Meski terlambat, acara tahunan Pasoeroean Djaman Bijen masih diadakan tahun ini. Dan semoga tidak seperti tahun-tahun sebelumnya, hanya menjadi ajang abang-abang lambe pelestarian kearifan lokal. Tidak hanya menjadi pasar tumpah jajanan tradisional yang dikulak entah darimana itu. Tidak hanya menjadi pawai budaya, dimana setiap orang tiba-tiba pakai blangkon, kostum pahlawan atau bersepeda ontel.

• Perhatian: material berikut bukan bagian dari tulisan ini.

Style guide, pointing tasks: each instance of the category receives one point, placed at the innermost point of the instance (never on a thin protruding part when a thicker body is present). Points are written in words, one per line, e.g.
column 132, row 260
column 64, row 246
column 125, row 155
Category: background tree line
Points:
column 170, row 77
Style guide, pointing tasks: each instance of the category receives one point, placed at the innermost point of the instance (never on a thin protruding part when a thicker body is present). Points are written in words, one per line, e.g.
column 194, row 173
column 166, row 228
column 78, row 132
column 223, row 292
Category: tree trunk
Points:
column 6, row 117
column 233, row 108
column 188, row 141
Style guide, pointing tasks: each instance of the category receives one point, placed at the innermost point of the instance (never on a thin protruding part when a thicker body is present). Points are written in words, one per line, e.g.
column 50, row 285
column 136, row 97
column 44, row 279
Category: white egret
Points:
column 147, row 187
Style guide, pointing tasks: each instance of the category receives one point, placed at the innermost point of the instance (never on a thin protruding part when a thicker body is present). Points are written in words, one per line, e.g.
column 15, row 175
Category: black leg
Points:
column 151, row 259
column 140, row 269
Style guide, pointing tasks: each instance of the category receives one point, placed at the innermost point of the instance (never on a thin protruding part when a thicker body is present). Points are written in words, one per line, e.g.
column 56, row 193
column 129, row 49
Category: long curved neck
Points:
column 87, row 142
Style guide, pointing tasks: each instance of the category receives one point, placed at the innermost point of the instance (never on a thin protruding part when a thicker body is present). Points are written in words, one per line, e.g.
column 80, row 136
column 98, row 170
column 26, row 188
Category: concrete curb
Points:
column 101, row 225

“Saya yakin, acara ini pasti kita jiplak dari Malang Tempo Doloe” kata Firman Murtadho. Harap maklum kalau aktivis kita ini serba curiga. Orang yang bertahun-tahun dikorbankan oleh sistem memang paranoid begitu. Sudah belasan tahun ia bekerja di PT. Masa Depan Suram, namun pemerintah belum juga ada iktikad baik terhadap nasibnya. Meski ia telah mencerdaskan ratusan anak bangsa.
“Bedanya, kalau di Malang banyak bazar buku dan komunitas-komunitas pegiat kebudayaan yang tampil, di kota kita hampir semuanya kulakan.”
“Kita memang tak punya kebudayaan asli daerah. Hampir semua budaya kita impor. Padahal, dulunya kita termasuk tetangga dekat Majapahit di Mojokerto.”
“Majapahit sendiri sudah puluhan abad runtuh lho, cak”. Serga Pak Sukiran, guru SD.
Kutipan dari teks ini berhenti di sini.